何をどうしたら良いかもわからないまま、とりあえず焼け残っていた布地を見つけて来て、母と弟に掛けてあげた。その際村の様子を見たのだが、生存者はイリスだけのようだった。
ごく小さな村。むしろイリスの感覚では集落と呼ぶ方が違和感がないと常々思ってはいたが、このどこまでも小さな村を蹂躙するのに、大した手間はかからなかったのだろう。
さらに、襲って来た兵士たちはすでにどこかで略奪して来たらしき荷を積んでいた。同じような小さな村が幾つか襲われた可能性があった。
そうして見ていくうちに、ベルントもその母親も死んでいるのを見つけた。隣の気の良いおじさん夫婦。孫の帰りを楽しみにしていた老婦人。他にも、口は悪いが困っていたら手を貸してくれる近所の兄さんたちが倒れていた。
父親も見つけた。
抵抗したのだろう。兵士がひとり斧で切り殺されているのを見つけた。
一矢でも報いたのだと思うと、父親が誇らしく思える。
見て回るうち、ここで暮らせなくなったことが心から悔しくなった。
「いい、場所だったのに」
記憶を持ったまま生きるのは意外と面倒だ。時にこの世界の人間からすれば変な行動に出ることもあるし、知っていることの多さに驚かれる。
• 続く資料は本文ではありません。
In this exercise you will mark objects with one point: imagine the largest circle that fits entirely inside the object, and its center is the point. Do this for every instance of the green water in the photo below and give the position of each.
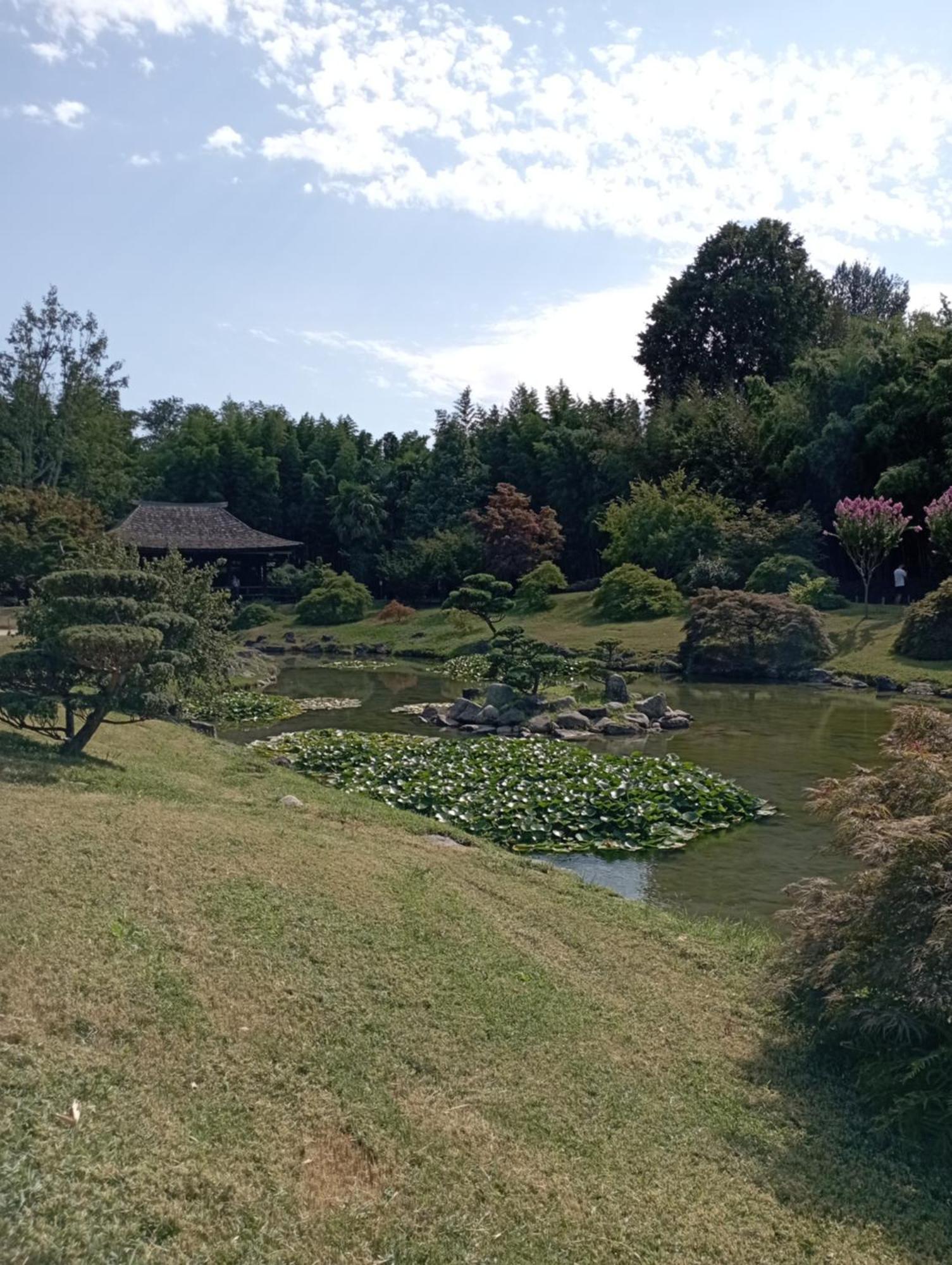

ちょっとした計算がすぐに出来るようになってしまい、気味悪がられたこともあるのだ。
それでも、村の人たちはイリスのことを受け入れてくれた。
ここでなら生きられると思った場所を奪われたのだ。
ふらふらとしながら家へ戻り、母と弟に布を掛けたら動けなくなってしまった。
途方に暮れるというのはこういうことか、と思いながらぼんやりしていると、後ろから気配を感じた。
「まさか、兵の生き残り?」
小声で呟き、様子を見る。
しかし、彼らは術についてどうだとか、神力がどうとかの話をしているようだ。口振りからして、兵士ではないように思える。
しばらくそのまま動かないでいると、遠慮がちに家へ入ってくるのが分かった。
イリスは誰何した。
「誰ですか?」
「わ、私たちは君の敵ではない。巡回神官だ……一体、何があったんだい?」
三人の中で最も体格の良い人物が慌てたように言った。岩を削ったような顔立ちで、頬のあたりに傷がある。髪色は黒色で短く刈っている。
服装からして神官か。
それぞれ仕える神によって若干の差異はあるが、神官たちはほぼ必ず露出の少ない白い神官衣と呼ばれるものを着ている。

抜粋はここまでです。